Onwetend stonden we een paar dagen daarvoor nog in de file naast een ‘Vide Maison’. Ons niet bewust van de ophanden zijnde verhuizing van (O)ma naar een ander woonzorgcentrum. Totaal niet voorbereid op het leeghalen van haar woning.

Dat (O)ma plotseling terecht kan in een veel grotere kamer op een kleinere, gemoedelijke afdeling is een verademing, dat is het zeker. Eerst passen en meten, daarna het uitzoeken van meubels, boeken, lampen en schilderijtjes om te verhuizen naar haar nieuwe stek en vervolgens een lange dag sjouwen, het is het allemaal meer dan waard. Voor (O)ma een grote verandering die we zo soepel mogelijk willen laten verlopen. Haar nieuwe kamer, nu niet meer een ziekenhuiskamertje met enkel een bed en een stoel maar één met haar eigen meubels en de sta-op-stoel voelt voor ons allemaal meer aan als thuis. Niet meer ‘op visite’ maar ‘gezellig op de koffie’. Voeg daarbij een tuindeur met zicht op een grote boom en een vogelvoederhuisje, een stel vrolijke bewoners, vriendelijke zorg en je hebt het plaatje compleet.

Dat we de week daarop horen over een kennis die op straat staat en dringend een woning nodig heeft, overvalt ons. Niettemin wordt er ‘met grote stappen gauw thuis en per gisteren’ een plan gesmeed en moeten we het huis leeg toveren en bewoonbaar maken voor deze nieuwe bewoner die op het huis zal passen.
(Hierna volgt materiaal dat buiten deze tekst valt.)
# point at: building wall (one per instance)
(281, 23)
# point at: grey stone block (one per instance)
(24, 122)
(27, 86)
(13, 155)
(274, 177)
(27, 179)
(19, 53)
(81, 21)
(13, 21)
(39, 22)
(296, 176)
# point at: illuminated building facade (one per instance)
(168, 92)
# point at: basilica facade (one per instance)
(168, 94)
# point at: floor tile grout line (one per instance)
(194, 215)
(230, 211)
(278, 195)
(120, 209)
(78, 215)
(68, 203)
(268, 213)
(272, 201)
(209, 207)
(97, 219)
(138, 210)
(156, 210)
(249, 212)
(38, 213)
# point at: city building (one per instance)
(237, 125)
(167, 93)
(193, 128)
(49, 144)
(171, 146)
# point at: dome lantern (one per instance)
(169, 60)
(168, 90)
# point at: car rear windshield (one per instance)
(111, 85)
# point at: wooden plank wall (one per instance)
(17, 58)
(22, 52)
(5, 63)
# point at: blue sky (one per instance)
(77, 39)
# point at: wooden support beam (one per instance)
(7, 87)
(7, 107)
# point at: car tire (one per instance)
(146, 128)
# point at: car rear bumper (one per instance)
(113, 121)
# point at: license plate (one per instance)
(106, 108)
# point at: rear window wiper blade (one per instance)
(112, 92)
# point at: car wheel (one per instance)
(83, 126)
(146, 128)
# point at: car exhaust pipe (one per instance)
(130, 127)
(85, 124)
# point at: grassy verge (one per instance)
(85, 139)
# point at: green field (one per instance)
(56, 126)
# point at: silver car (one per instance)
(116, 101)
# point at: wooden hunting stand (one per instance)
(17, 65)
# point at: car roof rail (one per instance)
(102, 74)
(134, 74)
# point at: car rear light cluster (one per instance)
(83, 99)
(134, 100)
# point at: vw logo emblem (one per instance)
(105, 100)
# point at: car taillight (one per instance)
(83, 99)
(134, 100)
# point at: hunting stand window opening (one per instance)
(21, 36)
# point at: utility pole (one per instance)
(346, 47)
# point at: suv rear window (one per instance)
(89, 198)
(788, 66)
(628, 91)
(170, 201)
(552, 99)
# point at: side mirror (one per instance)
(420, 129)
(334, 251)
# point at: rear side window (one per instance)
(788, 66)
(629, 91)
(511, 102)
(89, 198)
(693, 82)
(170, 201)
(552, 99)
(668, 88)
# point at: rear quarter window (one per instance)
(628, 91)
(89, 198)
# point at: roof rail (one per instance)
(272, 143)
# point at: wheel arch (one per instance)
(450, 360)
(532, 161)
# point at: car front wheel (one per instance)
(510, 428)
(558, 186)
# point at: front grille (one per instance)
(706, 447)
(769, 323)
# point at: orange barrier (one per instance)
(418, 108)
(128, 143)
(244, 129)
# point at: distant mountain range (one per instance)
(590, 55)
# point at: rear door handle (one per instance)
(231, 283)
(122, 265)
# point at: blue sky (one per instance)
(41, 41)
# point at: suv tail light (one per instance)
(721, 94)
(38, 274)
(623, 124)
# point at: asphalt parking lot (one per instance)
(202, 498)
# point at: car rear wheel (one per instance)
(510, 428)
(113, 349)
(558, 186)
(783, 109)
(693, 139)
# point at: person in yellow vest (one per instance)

Iedereen zit krap in de tijd en wij wonen niet bepaald om de hoek. Toch wordt op een dolle dinsdag de hele boel overhoop gehaald.

Heeft iemand interesse in de vele puzzels? Kan iemand de pannen gebruiken? Wie wil de fotoalbums? Wie neemt de zonnewijzer mee naar huis? Wat doen we met het zware dressoir en zou de kringloop de grote stoelen en de eettafel willen meenemen? Sjonge. Beslissingen nemen waar je nog niet aan toe bent, dat valt niet mee.

De boeken, zóveel boeken worden in dozen gestopt, tientallen vazen worden in theedoeken gewikkeld en verdwijnen in nog meer dozen eveneens naar zolder. De kleding die er nog hangt maar niet meer past wordt uitgeplozen en gecheckt op achtergebleven broches. Plakkerige tupperware uit de jaren ’60 wordt eindelijk naar de vuilnisbak verwezen. Uit de garage komen kilo’s, vooral verroest, gereedschap tevoorschijn. Daar hebben wij wel een gegadigde voor. Kleiner goed kan naar de Spullenhulp en zo zachtjes aan raken de kasten wat leger.

De drie auto’s worden volgestouwd met dingen die we zelf willen meenemen. Zo ligt mijn auto op zijn kont met zes dozen fotoalbums, de pianokruk, de zonnewijzer en dan nog tal van kleiner spul op de voorbank. Het grofvuil wordt gebeld om alle matrassen en wat stoelen op te halen, de kringloop wil alleen wat huisraad en een paar stoelen meenemen. Het grote dressoir wordt door zus en zwager uit elkaar geschroefd en een deel krijgt waarschijnlijk een plaatsje bij hun dochter.

Dat niemand de piano echter kan herbergen, stelt ons voor een dilemma. Om zo’n familiestuk nou aan de straat te zetten is ook zo wat. Wij slopen de schouw in de werkkamer, maken boekenkasten leeg en richten ze op één van de ongebruikte kinderkamers weer in. Die tweede piano, inmiddels met bloed, zweet en tranen van het Gooi naar de Noordkop verhuisd, staat behoorlijk in de weg maar is in veiligheid totdat één van de kinderen plaats voor hem heeft.

Een leven versnipperd over kofferbakken. Herinneringen op zolder. Dat is ‘Vide Maison’.